Door

De verplichte AOV voor zelfstandigen komt steeds dichterbij

Op 11 juni ging het wetsvoorstel voor een verplichte arbeidsongeschiktheidsverzekering voor zelfstandigen (AOV) in internetconsultatie. Volgens demissionair minister Van Gennip van Sociale Zaken en Werkgelegenheid (SZW) beschermt de verplichte AOV zzp’ers en andere zelfstandige ondernemers beter bij ziekte en arbeidsongeschiktheid. Ook zou de verplichte verzekering de kosten en risico’s voor de samenleving verlagen. Wat houdt deze verzekering in?

verplichte arbeidsongeschiktheidsverzekering (AOV) zelfstandigen

Volgens het wetsvoorstel voor de verplichte AOV ontvangen zelfstandigen bij arbeidsongeschiktheid maximaal 70 procent van hun inkomen in het laatste jaar voordat ze ziek werden. Dit geldt voor een inkomen tot maximaal 143 procent van het minimumloon. Verder krijgen ze nooit meer dan 100 procent van het minimumloon als uitkering. Zelfstandigen die meer willen, kunnen zich eventueel aanvullend particulier laten verzekeren. Waarschijnlijk gaan de zelfstandigen 6,5 procent van hun inkomen aan premie afdragen. Daarbij zou sprake zijn van een maximumpremie van ongeveer 195 euro per maand.

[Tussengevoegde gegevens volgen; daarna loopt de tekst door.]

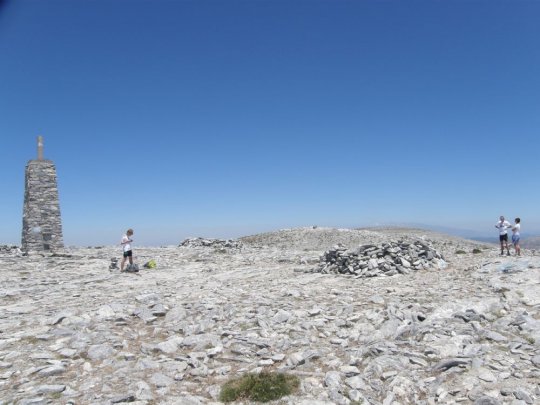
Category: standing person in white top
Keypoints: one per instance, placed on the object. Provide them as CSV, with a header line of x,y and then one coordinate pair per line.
x,y
516,236
503,226
126,248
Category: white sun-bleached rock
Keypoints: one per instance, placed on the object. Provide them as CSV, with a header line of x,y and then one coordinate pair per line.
x,y
420,334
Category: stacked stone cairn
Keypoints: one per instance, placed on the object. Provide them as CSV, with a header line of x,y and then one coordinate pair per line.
x,y
377,260
214,243
9,249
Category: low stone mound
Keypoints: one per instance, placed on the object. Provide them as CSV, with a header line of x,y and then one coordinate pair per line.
x,y
313,238
384,259
214,243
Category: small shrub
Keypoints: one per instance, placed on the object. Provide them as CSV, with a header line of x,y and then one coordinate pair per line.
x,y
261,387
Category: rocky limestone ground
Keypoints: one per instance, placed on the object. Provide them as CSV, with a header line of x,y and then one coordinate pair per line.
x,y
72,331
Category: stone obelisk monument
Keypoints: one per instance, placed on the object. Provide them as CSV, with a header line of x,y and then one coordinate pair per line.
x,y
42,224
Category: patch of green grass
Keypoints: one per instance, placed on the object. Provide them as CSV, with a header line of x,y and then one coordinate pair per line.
x,y
263,387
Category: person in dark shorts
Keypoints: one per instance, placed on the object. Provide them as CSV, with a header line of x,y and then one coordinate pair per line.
x,y
503,226
126,248
516,229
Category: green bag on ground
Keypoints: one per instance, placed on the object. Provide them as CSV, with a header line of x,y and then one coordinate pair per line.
x,y
150,264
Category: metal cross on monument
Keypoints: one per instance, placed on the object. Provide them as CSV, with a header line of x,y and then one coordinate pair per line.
x,y
40,147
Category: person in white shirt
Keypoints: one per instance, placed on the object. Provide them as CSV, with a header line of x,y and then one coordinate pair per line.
x,y
503,226
126,248
516,236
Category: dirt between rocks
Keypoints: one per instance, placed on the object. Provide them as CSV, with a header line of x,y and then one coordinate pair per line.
x,y
73,331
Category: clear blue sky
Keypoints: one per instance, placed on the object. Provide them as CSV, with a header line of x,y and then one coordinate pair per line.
x,y
226,118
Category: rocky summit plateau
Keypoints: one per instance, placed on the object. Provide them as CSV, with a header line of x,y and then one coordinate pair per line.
x,y
380,316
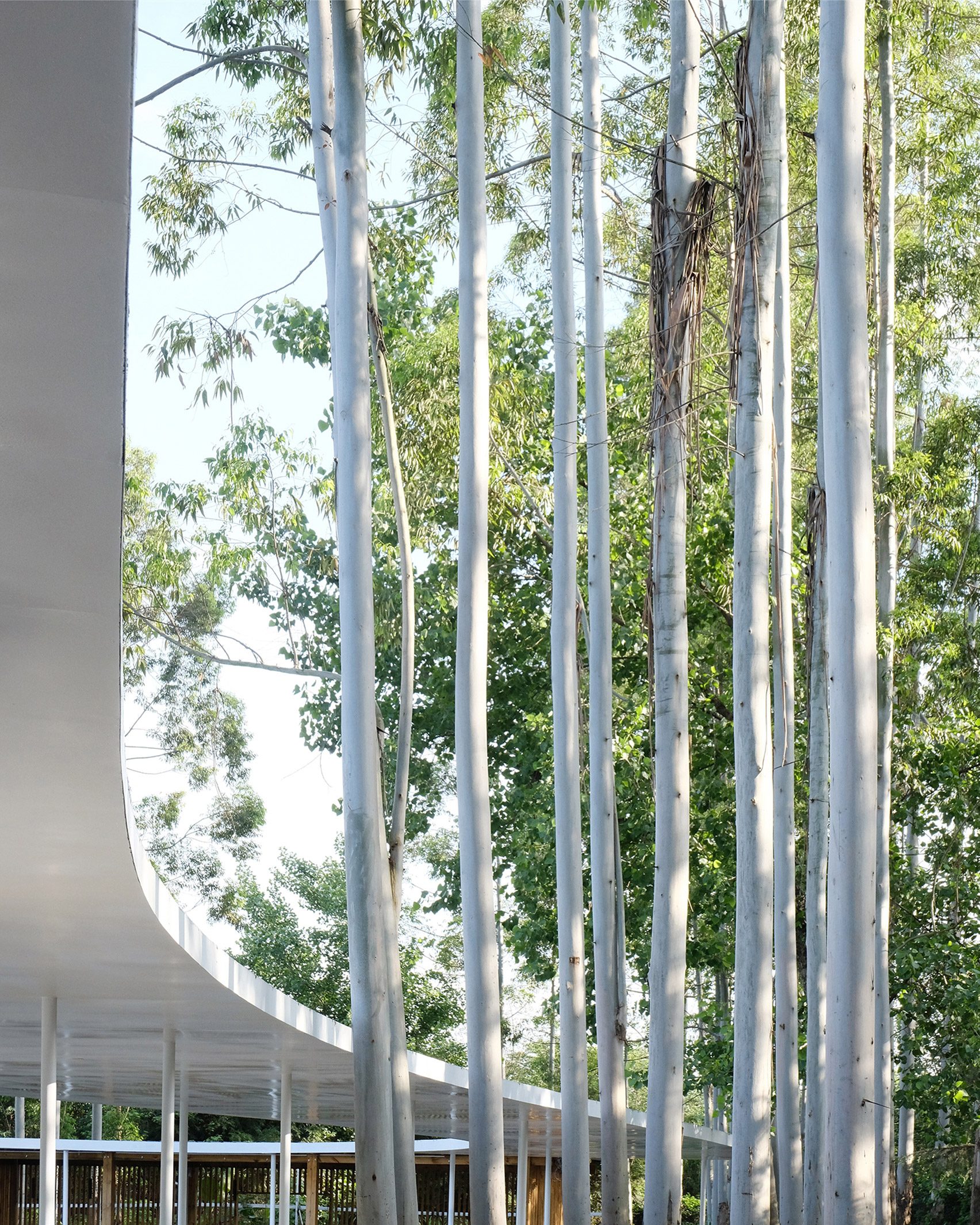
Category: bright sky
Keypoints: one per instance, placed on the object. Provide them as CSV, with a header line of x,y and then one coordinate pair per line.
x,y
257,255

Wachttijd voor verplichte AOV is een jaar

Zelfstandigen krijgen de uitkering na een wachttijd van een jaar en zijn verzekerd tot hun AOW-leeftijd. Ze moeten de AOV-uitkering aanvragen bij UWV. De voorwaarden van de verzekering zijn gelijk voor iedere zelfstandige. Verder krijgen zelfstandigen de keuzemogelijkheid voor een particuliere arbeidsongeschiktheidsverzekering met minstens dezelfde dekking en premie als de verzekering bij UWV. Is daarvan sprake dan verleent UWV ontheffing voor de verplichte AOV.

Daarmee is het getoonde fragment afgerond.